| |
|
|
Halk patlarsa derin devlet güçlenir
27 yıl önceydi. Sağ, sol çekişmesinin tırmandığı dönemdi. Kars Kalesi'ne orak, çekiçli bayrak çekme girişimleri oluyordu. Ecevit, Adalet Partisi'nden "Bakanlık koltuğu için ayrılan" milletvekilleriyle eksiğini tamamlayıp, hükümet ediyordu. Yakın siyasi tarihin "Güneş Motel olayı" ya da "11'ler hükümeti."
İstikrarsızlık büyüyordu. Asker de rahatsızdı. Demirel "bayrak mitinglerine" karar verdi. Amacı, bayrak saygısızlıklarına "demokratik tepki, sivil tepki, kavgasız tepki" vermekti. Yoksa tepki ya "askere" kalacaktı. Ya da "Ülkü Ocakları'na." Askerin tepkisi "demokrasiye fasıla" noktasına kadar uzayabilirdi. Ülkü Ocakları'nın tepkisi ise, o dönemde zaten sokaklarda akan kanın "oluk, oluk" hale gelmesi demekti.
Süleyman Demirel: - 2005 yılında bayrak yakma girişimi çok önemsediğim bir olay... Kan beynime sıçradı, yerimde duramadım... 1978'de, bayrağa saldırı karşısında, Türkiye'nin 5 yerinde, peş peşe mitingler yaptım.

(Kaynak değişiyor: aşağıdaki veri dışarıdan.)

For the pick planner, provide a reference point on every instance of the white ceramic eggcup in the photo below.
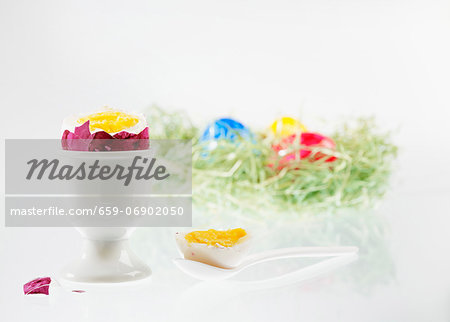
(106, 255)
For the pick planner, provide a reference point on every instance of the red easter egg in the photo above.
(306, 139)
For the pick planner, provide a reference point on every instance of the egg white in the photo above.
(219, 256)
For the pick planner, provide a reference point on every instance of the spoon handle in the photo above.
(298, 252)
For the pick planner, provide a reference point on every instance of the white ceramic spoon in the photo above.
(207, 272)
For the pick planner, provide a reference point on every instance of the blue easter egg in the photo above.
(225, 128)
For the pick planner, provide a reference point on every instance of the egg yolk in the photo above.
(212, 237)
(286, 126)
(109, 121)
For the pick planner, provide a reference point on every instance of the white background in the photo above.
(254, 60)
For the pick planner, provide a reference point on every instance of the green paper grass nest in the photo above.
(236, 176)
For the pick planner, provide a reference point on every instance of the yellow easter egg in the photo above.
(286, 126)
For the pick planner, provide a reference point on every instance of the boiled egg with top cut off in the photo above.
(220, 248)
(111, 121)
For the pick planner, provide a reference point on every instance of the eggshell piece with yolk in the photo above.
(212, 253)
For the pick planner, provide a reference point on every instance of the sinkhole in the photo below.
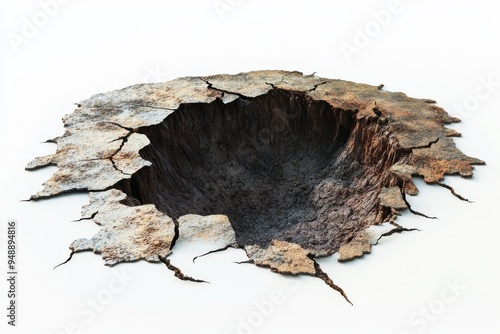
(281, 166)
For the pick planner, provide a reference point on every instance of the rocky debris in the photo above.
(285, 166)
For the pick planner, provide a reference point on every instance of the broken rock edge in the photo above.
(228, 96)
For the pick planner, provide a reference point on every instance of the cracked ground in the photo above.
(287, 167)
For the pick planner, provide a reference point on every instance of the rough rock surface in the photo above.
(285, 166)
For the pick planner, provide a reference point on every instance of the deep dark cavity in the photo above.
(280, 166)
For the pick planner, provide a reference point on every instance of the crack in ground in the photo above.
(316, 85)
(178, 273)
(432, 142)
(450, 188)
(86, 218)
(398, 229)
(210, 86)
(414, 211)
(216, 251)
(324, 276)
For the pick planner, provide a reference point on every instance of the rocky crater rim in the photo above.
(281, 166)
(287, 166)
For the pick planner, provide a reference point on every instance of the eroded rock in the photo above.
(285, 166)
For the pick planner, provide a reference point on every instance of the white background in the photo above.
(444, 51)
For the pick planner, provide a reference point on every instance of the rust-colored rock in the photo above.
(285, 166)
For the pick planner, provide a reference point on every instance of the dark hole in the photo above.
(280, 166)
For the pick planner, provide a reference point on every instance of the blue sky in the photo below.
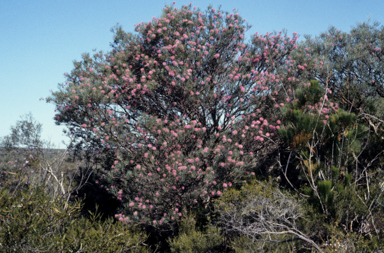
(40, 39)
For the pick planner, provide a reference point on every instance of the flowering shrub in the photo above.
(185, 107)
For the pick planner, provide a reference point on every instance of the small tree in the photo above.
(183, 108)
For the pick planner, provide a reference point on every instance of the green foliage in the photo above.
(30, 221)
(190, 239)
(260, 217)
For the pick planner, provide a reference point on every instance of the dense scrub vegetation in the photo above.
(186, 138)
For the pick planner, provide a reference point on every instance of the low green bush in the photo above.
(31, 221)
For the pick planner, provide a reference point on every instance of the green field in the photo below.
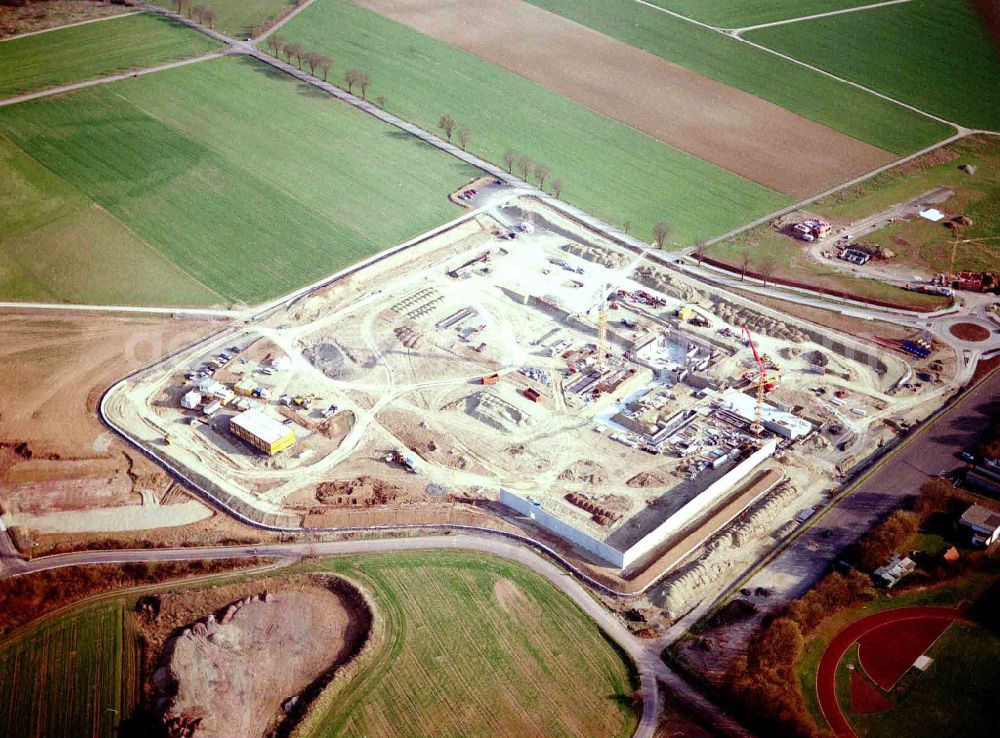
(250, 183)
(69, 677)
(742, 13)
(609, 168)
(460, 660)
(237, 17)
(94, 50)
(465, 645)
(800, 90)
(934, 54)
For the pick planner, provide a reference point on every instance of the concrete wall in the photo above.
(561, 528)
(698, 506)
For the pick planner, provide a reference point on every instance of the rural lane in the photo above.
(646, 655)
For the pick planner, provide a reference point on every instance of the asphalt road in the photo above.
(930, 452)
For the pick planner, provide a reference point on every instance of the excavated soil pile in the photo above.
(363, 491)
(259, 662)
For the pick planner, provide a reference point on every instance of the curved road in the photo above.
(646, 655)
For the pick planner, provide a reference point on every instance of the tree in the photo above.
(326, 64)
(351, 78)
(364, 81)
(312, 59)
(524, 165)
(767, 270)
(660, 233)
(542, 172)
(509, 157)
(447, 124)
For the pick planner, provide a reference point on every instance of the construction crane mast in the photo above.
(757, 427)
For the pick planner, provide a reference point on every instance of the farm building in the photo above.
(982, 525)
(261, 431)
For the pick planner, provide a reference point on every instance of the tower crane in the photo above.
(757, 427)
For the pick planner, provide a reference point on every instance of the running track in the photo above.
(826, 672)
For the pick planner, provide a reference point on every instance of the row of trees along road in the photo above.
(200, 13)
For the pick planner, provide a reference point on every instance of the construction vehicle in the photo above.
(757, 427)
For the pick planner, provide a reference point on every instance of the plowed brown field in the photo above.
(730, 128)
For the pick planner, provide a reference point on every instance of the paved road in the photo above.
(929, 452)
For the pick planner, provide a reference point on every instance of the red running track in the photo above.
(826, 672)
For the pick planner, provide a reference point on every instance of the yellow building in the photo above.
(262, 431)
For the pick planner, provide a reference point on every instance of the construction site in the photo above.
(554, 382)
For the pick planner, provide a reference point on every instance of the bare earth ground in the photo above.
(54, 452)
(733, 129)
(40, 16)
(235, 673)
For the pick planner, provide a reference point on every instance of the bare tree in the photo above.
(447, 124)
(767, 270)
(661, 231)
(542, 172)
(351, 78)
(699, 249)
(312, 59)
(509, 157)
(326, 64)
(744, 262)
(524, 165)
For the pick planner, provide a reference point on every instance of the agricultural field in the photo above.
(237, 17)
(249, 183)
(608, 168)
(469, 645)
(683, 109)
(919, 242)
(934, 54)
(742, 13)
(70, 676)
(43, 16)
(804, 92)
(476, 646)
(69, 55)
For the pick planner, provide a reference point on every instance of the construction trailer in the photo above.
(266, 434)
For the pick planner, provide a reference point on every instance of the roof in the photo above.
(981, 517)
(261, 425)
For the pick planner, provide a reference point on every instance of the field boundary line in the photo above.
(815, 16)
(62, 89)
(71, 25)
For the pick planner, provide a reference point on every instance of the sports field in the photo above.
(608, 168)
(93, 50)
(475, 646)
(742, 13)
(788, 85)
(934, 54)
(69, 677)
(236, 17)
(251, 184)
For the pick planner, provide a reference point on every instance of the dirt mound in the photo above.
(260, 661)
(363, 491)
(584, 470)
(646, 479)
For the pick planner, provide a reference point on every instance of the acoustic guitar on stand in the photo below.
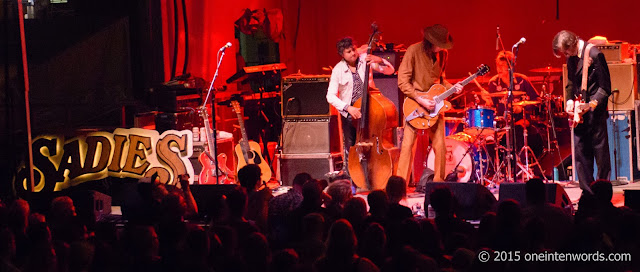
(209, 175)
(420, 118)
(248, 152)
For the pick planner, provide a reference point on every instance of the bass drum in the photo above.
(455, 152)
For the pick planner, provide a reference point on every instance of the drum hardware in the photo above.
(526, 168)
(455, 171)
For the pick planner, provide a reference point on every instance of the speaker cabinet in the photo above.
(517, 191)
(623, 85)
(317, 165)
(310, 135)
(473, 199)
(91, 206)
(305, 96)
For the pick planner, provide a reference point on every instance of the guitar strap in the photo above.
(443, 57)
(585, 72)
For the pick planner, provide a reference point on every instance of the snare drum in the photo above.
(456, 153)
(453, 125)
(479, 121)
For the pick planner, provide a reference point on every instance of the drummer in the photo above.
(500, 83)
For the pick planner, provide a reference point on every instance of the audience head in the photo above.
(62, 208)
(535, 190)
(313, 225)
(340, 192)
(341, 241)
(255, 252)
(311, 194)
(174, 206)
(565, 43)
(442, 201)
(249, 176)
(378, 202)
(396, 189)
(285, 260)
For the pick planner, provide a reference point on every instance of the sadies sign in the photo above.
(134, 153)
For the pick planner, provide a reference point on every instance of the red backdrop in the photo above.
(472, 24)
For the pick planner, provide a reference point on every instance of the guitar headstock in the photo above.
(203, 113)
(372, 38)
(235, 105)
(482, 70)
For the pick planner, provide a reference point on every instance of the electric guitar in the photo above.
(580, 106)
(579, 109)
(248, 152)
(208, 174)
(419, 118)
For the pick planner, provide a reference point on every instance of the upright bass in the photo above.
(372, 158)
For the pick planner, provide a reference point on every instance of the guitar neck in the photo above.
(207, 127)
(244, 143)
(450, 91)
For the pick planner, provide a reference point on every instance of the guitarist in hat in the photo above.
(590, 133)
(423, 65)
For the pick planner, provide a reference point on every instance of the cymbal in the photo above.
(526, 103)
(453, 119)
(547, 69)
(523, 122)
(505, 93)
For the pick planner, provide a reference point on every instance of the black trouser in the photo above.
(591, 141)
(349, 135)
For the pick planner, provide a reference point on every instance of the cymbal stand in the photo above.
(505, 162)
(552, 128)
(455, 169)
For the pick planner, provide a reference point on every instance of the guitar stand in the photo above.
(526, 169)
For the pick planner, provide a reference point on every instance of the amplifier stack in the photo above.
(310, 134)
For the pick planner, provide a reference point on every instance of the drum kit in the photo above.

- Galiba ilk miting Samsun'da olmuştu... Vidinli Otel'in önündeki büyük meydan tıklım tıklımdı. Demirel: - Bayrağa saldırı olan yerde, siyasetçi olarak yerinde oturamazsın... Tepkini anında koyacaksın... Gecikmeyeceksin. - Yoksa?.. - Sen konuşmazsan, başkası konuşur... Sen tepki koymazsan, saygısızlar cesaret alır... Bu iş tahmin edemeyeceğin kadar önemli. - Ne kadar? - Halk tepki gösterir... Halk patlar... Bu infial yarın seni, ülkeyi yönetemez duruma getirir... O da kime güç verir, biliyor musun? - Kime? - Derin devlete.